Over the course of this series we’ve put a lot of effort in to separating out distinct areas of responsibility of the app in to their own discrete components, and seen how it can help us when we come to add additional features. However the logic for navigation is still all over our UI layer – in the Activity, and individual Fragments. Not only is this adding a lot of duplication of some very similar code, but it means we have a few instances where one Fragment requires knowledge of a different Fragment in order allow the user to switch between Fragments. For example, CurrentWeatherFragment contains click handling to enable the user to tap on a specific day to get the detailed forecast for that day, and has the code to display a DailyForecastFragment instance, which requires the instantiation of that instance. The obvious solution would be to move all navigation logic to the Activity, and while it would certainly help focus the logic in to one place, it only solves a part of the problem. While it would focus the forward navigation logic, we still have to have logic of how ‘Up’ navigation is handled within individual Fragments. Let’s take a look at arguably the simplest Fragment in the app, PreferencesFragment:

Most of this code is about displaying and handling the “Up’ button in the ActionBar. Moving this to the Activity would increase the complexity of the Activity because it may need to have different logic applied as to what should be shown depending on which Fragment is currently visible. For example, CurrentWeatherFragment inflates a menu which contains the Action which will display the PreferencesFragment, and we clearly do not want this same menu to appear when PreferencesFragment is visible.

To make things worse, navigation within apps on Android is not the easiest thing to get right, even in a relatively simple app such as Weather Station. This is compounded by the fact that many apps implement their navigation rules slightly differently, so users do not get a consistent experience in different apps. As apps get more complex, having the navigation logic dotted around the app is likely to result in inconsistent navigation behaviour even within the app itself.

At Google IO 2018 a new Jetpack Architecture Component for Navigation was announced, and this can help us address these issues. Like the other Architecture components in Jetpack the Navigation library is an opinionated navigation framework which makes it easy to implement the recommended behaviour. I’m not going to give an in-depth description of the library because there are the official docs and some third-party blog posts which do that. For the purposes of this series of articles we’ll explore the benefits that we get from using the Navigation library in Weather Station.

Weather Station is a single Activity app, so we only need a single Navigation graph and controller. There are four Fragments:

  • CurrentWeatherFragment
  • This is the startDestination and displays the current weather and daily forecasts.

  • DailyForecastFragment
  • This displays the detailed forecast for a specific day

  • NoPermissionsFragment
  • This is displayed if the location runtime permission has been denied

  • PreferencesFragment
  • This allows the user to select preferred units for temperature and wind speed

Some actions were created which enable us to navigate between these. Let’s take a look at how this affects our Activity:

One important thing to note is that we no longer directly reference any of the Fragments – all of the navigation is done by instead referencing the IDs of the actions that we created. This can really have some benefits in larger apps where we may re-use the same action all over the app. If we need to change something then we change the action itself, and everywhere it is used will automatically change accordingly.

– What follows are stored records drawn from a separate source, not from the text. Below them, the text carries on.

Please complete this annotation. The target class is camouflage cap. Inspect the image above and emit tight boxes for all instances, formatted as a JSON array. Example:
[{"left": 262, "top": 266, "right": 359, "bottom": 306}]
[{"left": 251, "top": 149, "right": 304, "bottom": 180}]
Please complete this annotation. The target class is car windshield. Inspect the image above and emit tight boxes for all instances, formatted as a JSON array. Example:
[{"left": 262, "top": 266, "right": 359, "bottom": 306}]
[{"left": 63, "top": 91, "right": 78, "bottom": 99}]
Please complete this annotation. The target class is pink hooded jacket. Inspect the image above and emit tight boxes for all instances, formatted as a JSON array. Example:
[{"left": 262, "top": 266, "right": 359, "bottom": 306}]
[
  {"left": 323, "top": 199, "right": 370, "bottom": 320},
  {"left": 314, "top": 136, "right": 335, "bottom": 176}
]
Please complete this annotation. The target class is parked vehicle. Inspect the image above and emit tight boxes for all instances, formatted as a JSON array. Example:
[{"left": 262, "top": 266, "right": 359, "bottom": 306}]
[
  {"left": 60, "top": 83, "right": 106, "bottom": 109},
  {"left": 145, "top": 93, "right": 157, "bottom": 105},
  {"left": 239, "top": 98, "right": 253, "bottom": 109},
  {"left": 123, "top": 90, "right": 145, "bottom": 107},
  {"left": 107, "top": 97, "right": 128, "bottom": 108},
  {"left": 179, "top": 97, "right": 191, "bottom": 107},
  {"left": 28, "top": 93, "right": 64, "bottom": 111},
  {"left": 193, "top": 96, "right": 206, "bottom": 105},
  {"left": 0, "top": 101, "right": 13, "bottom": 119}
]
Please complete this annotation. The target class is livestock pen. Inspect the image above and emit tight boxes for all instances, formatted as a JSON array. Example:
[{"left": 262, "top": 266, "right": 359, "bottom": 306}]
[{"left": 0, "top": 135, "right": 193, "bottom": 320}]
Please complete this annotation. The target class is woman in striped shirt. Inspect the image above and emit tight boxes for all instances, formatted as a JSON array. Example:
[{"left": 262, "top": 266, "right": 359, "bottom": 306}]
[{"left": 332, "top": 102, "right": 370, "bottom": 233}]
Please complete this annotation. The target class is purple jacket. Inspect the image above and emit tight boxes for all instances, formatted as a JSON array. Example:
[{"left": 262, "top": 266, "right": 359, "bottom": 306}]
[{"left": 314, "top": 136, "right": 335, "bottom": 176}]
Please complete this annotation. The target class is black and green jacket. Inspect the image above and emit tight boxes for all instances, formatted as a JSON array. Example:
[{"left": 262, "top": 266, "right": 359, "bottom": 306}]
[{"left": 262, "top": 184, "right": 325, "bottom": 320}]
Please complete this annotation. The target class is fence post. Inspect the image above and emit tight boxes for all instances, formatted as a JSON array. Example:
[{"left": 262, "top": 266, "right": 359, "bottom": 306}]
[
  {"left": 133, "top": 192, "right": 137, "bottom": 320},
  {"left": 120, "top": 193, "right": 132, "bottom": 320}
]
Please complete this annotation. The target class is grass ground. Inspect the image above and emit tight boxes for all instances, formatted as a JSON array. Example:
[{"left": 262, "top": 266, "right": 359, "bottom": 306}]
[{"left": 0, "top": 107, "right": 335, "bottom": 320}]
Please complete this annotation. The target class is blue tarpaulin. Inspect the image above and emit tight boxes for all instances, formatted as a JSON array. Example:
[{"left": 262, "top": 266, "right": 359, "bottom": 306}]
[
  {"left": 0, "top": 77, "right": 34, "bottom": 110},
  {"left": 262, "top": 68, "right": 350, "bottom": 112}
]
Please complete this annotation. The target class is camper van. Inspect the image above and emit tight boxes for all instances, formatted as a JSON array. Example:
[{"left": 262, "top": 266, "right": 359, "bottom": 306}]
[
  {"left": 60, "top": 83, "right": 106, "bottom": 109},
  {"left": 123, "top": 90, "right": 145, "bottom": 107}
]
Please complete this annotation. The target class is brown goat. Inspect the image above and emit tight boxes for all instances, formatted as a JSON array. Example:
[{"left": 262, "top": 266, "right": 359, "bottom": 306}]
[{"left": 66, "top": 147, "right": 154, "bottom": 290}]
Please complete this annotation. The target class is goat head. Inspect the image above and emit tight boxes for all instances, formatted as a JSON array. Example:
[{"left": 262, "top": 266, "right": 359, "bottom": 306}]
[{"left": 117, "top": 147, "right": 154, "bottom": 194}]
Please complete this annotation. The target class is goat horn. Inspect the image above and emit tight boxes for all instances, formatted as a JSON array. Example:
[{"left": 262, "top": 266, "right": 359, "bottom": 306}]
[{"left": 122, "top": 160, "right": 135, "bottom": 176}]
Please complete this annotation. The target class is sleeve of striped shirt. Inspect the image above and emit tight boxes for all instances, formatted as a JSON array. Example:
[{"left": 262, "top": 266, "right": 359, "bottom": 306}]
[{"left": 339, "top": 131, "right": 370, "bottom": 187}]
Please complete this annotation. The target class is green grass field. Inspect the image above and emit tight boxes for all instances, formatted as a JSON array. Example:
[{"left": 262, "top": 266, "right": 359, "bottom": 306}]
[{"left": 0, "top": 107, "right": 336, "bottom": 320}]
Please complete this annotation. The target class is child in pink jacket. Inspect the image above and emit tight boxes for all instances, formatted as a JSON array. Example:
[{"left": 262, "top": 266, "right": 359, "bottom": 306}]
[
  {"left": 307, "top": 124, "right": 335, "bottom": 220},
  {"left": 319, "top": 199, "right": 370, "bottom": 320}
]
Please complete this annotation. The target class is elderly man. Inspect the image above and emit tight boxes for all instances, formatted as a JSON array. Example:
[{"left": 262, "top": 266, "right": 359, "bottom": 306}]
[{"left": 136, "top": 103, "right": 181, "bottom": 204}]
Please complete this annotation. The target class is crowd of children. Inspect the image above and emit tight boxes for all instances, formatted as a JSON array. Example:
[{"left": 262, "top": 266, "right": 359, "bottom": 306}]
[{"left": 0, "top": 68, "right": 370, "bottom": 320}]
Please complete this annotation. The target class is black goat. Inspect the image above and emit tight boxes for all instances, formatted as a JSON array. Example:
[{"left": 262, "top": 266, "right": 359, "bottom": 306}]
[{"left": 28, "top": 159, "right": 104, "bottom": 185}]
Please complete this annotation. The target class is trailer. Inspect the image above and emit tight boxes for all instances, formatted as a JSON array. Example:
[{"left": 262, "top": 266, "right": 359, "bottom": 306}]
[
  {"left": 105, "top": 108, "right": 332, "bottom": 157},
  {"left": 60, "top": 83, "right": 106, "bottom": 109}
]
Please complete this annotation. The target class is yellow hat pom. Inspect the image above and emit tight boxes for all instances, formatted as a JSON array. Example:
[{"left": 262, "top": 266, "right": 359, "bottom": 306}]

Another important thing is that there isn’t a FragmentTransaction, or reference to FragmentManager in sight. Those that are familiar with Fragments will be painfully aware that there will be chunks of almost identical boilerplate dotted around most codebases which are responsible for handling Fragment transactions and managing the back stack. The Navigation manager does all of that for you, and the navigate() calls are doing all of that with any specifics such as Fragment transition animations being defined by the action itself.

Not only that, but we will now get a far more consistent navigation user experience throughout our app which will also be in keeping with any other apps which utilise the Navigation library.

Last, but by no means least, in our Fragments we get similar benefits to those we saw in the Activity, but we also lose much of the boilerplate setup that we needed previously. The individual Fragments are no longer responsible for ensuring that the ‘Up’ navigation is shown in the ActionBar, nor handling what happens when it is tapped. This is most perfectly seen when we take another look at PreferencesFragment which we studied at the beginning of this article. Thanks to the Navigation library we can now simplify it to this:

That is a really good highlight of how efficient use of the Navigation library can help in the task of keeping our Fragments focused on handling the UI state, and it has helped us to further separate our concerns.

I must admit that I am already a big fan of the Navigation library even though (at the time of writing) it is still in alpha release. It gives some pretty tangible benefits by making fragment management much simpler and more consistent across the app, and giving our app a consistent navigation experience by doing so. That said, I did encounter a few pain points when implementing the Navigation library but I will cover those in a future article.

With navigation much better organised, and with all of the other work that we’ve done throughout this series, our Weather Station codebase if much better structured and should be much easier to maintain. I’m not saying it’s prefect, or that there aren’t other ways that we can improve it, but that’s where we’ll leave it for now.

The source code for this article is available here.

© 2018, Mark Allison. All rights reserved.

CC BY-NC-SA 4.0 Maintainable Architecture – Navigation by Styling Android is licensed under a Creative Commons Attribution-NonCommercial-ShareAlike 4.0 International License. Permissions beyond the scope of this license may be available at http://blog.stylingandroid.com/license-information.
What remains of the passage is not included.